Et j’ai voulu venir sur « leur terre », pour toucher cette image du doigt.

Parce que leur bouche souvent large et aux lignes tombantes nous fait croire qu’ils sont austères, leur humour est une surprise, ainsi que leur facilité à rire. Il paraît que bien des noms si poétiques qui sont arrivés jusqu’à nous sont en fait des traductions censurées (puritanisme oblige!) par le gouvernement. Et les Jésuites, une fois qu’ils eurent décodé les mystères de la langue algonquine (on leur doit d’ailleurs des lexiques parfaits!), furent horrifiés de leur grossièreté entre eux. Alors que je parlais de la chanson « le duc de Bordeaux » à un ami Pueblo, il s’est mis à rire et m’a dit « c’est tout à fait le genre de choses qu’on chante entre hommes au village! » Le film « Cheyenne Autumn » de John Ford a été tourné en 1964 en Arizona, sans Cheyennes mais avec des figurants Navajos. Par conséquent, quand ils parlent « en indien » dans le film, ce n’est pas dans la langue cheyenne, faisant part du groupe algonquin, mais en navajo, du groupe athapascan. Ce film continue de remporter un grand succès à Flagstaff, Arizona (terre Navajo) chaque année, et la raison en est que ces farceurs de figurants se sont amusés à l’époque à dire les choses les plus incongrues sous leurs coiffes cheyennes, la mine sombre et guerrière. Et ce n’est qu’un éclat de rire année après année.

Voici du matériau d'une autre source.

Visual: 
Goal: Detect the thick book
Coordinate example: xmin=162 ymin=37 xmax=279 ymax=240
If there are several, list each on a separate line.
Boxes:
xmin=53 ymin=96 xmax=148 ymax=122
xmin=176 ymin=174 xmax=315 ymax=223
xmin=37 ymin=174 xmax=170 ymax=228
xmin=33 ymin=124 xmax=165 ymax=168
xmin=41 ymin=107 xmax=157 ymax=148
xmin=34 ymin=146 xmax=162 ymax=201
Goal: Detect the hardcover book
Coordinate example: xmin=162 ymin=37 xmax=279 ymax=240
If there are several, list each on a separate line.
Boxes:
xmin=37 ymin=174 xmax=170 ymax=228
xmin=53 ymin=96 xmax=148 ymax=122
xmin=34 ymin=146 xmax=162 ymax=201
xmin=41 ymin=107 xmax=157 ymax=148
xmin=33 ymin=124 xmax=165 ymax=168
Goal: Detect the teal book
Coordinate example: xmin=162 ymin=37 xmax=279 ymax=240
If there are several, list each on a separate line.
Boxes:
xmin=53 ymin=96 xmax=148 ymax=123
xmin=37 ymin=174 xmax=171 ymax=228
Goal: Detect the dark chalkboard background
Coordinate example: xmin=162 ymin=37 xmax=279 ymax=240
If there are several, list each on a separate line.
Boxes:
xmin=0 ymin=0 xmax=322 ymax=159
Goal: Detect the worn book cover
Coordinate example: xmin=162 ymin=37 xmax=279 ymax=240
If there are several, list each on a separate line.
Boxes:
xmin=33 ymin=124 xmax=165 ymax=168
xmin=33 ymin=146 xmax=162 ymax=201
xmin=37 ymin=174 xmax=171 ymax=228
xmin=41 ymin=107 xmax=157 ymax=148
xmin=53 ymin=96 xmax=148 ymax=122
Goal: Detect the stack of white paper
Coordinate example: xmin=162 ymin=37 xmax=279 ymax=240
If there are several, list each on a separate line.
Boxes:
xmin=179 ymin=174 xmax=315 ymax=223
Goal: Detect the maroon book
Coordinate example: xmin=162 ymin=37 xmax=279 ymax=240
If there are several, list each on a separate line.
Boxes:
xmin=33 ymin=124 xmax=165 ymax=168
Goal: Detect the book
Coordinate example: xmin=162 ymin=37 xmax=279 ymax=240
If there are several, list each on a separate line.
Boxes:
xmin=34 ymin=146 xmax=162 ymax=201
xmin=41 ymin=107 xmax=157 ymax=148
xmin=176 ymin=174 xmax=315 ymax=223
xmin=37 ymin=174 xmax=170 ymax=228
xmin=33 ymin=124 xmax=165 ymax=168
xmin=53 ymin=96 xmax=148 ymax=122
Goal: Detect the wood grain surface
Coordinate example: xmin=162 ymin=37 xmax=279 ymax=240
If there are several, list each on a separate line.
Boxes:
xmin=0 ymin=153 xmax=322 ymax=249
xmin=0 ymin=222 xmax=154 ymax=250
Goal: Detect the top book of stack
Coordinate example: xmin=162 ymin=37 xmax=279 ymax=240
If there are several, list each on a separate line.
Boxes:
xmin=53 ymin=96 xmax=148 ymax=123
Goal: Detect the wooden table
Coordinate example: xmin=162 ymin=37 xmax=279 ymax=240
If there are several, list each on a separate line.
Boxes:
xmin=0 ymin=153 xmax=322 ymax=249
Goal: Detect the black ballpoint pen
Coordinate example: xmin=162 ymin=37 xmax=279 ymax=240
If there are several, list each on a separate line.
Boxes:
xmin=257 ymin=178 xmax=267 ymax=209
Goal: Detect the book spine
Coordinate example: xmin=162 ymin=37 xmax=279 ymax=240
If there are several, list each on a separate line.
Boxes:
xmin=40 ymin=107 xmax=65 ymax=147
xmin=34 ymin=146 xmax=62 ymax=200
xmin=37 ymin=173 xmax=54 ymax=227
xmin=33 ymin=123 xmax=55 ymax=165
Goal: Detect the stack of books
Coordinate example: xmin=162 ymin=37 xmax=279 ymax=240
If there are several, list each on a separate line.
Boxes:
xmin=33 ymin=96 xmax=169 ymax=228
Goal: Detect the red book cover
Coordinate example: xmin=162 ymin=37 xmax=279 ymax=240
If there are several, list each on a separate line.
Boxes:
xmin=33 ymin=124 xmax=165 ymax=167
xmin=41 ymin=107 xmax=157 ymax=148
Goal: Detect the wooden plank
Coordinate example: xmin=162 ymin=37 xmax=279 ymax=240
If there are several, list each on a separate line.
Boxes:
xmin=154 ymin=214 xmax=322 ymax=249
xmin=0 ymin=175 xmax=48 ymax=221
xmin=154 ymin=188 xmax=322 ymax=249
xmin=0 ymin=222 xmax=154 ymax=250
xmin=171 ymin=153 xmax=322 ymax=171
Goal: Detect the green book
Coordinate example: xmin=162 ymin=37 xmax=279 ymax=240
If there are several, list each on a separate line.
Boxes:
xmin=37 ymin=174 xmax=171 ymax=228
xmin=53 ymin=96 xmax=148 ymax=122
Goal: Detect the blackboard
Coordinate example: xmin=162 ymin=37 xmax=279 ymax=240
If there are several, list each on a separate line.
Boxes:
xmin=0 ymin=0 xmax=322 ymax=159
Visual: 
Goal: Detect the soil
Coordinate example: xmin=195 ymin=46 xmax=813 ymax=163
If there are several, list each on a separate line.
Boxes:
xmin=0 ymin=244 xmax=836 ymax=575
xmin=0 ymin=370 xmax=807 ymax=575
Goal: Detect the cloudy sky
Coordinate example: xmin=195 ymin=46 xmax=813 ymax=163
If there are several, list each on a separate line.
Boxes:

Ils sont de merveilleux artistes. J’adore en particulier la poésie poignante et belle de Luci Tapahonso, ou les oeuvres bouleversantes de James Welch, Louise Erdrich (Dernier rapport sur les miracles à Little No Horse) et bien d’autres. Les sculptures d’Allan Houser (de son vrai nom Haozous, nom de son grand-père qui fut un des derniers compagnons de guerre de Geronimo – dont bien sûr j’ai été saluer la tombe!) sont d’une beauté lisse et sereine, parfaites. Et pour qui a pu voir le magnifique film « Smoke Signals » de Chris Eyre, c’était une occasion de découvrir des talents amérindiens dans plusieurs disciplines: un scénariste-romancier, Sherman Alexie, un metteur en scène, acteurs, musique, tout était indien, sauf quelques figurants blancs! Et la courte mais surprenante chanson sur les dents de John Wayne confirme bien ce que j’ai dit plus haut: de l’humour, ils en ont beaucoup!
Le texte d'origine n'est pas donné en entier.